My mother would have been glued to the TV. It was her lifeline those last years of her life. 

“Now, Cuomo…I love Italians,” she’d say today. “They’re romantic, swarthy. And, this one is sexy as hell.”

“Why am I not surprised?”

After all, this was the woman who hawked the engagement ring from her first husband to go to Italy to find an Italian man. 

She’d returned home three weeks later without one. “I had a great time swinging the legs on the barstool,” she’d told me, handing me my souvenir. I’d opened the small paper bag with Italian writing. Inside, a tightly wrapped tissue revealed a rosary made up of clear blue plastic beads.  “It’s not blessed by the Pope and all that, but I got it near the Spanish Steps.” 

“Now, Trump,” she’d add, “he’s leading us up a long alley without an ashcan. Jesus, the twitting and tweeting of-it-all. And, that Dr. Whatever.
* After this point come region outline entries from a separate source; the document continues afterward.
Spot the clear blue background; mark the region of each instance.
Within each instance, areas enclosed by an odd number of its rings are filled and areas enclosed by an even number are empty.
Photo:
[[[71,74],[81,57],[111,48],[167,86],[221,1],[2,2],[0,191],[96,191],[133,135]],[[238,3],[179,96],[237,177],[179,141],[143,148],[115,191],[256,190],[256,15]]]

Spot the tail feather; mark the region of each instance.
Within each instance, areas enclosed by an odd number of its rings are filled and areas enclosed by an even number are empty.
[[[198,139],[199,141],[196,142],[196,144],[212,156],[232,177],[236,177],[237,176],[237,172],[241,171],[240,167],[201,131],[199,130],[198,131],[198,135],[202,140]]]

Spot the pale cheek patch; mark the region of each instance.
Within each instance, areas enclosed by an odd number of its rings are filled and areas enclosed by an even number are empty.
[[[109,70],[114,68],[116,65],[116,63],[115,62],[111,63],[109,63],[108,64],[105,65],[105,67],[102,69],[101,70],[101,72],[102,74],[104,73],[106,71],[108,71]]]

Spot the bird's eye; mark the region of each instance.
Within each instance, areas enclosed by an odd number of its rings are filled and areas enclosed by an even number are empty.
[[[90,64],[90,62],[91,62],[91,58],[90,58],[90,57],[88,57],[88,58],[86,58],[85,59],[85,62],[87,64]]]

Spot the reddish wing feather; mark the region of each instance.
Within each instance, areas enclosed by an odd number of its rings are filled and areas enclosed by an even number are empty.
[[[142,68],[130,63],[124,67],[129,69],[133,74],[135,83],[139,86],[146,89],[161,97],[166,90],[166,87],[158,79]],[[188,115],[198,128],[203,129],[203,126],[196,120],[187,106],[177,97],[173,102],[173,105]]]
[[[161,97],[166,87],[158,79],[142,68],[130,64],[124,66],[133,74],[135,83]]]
You know, the broad with the scarf. What’s her deal? She’s like the matron with the bun in the back. Where’d they find her?”

“She’s very accomplished, Mom.”

“She may be smart, but she’s about as exciting as a toothache.”

“And, explain to me,” she’d add, “all the whining about staying home!  Jesus, what’s so bad about staying-at-home. I had friends who lived through the Blitz. They had goddamn bombs falling on them.”

“But they had Churchill, Mom.”

“Well, there’s that.”

“It’s weird, living isolated at home with Hank. We’re always on the go.”

“First you abhor, then you tolerate, then you embrace. That’s what happens.” 

“You’ll miss this quiet time with Hank,” she adds. “Trust me.”

“I know I will. But I miss…”

“Quit! You can stand anything that’s temporary.”

“And, then, I think about the illness. The loss of lives, Mom. The loss of jobs, the mental issues. It’s overwhelming.”

“Yeah,” she replies, “It’s a bitch. A lot of people hanging by a stem. Life’s not fun or fair.”

“C’mon, Mom, give me some words. Make me feel better.”

“Well, you have job security,” she laughs. “Hank’s not going anywhere!”

I smile as I gaze out the window of our sunroom, the room where I always took Mom’s call. 

“Pay attention,” she’s saying to me. “This is life. Tomorrow is not promised. You’re getting a taste of the whip. Everyone is right now.”

Outside, the sun is peaking out of the clouds, casting light on the leaves of the carob trees that line the fence in our yard. 

“Proceed,” Mom says, “as the way opens.”

“What do you think will happen after all of this is over, Mom?”

“If there’s no music, no candles and no flowers, you get up.”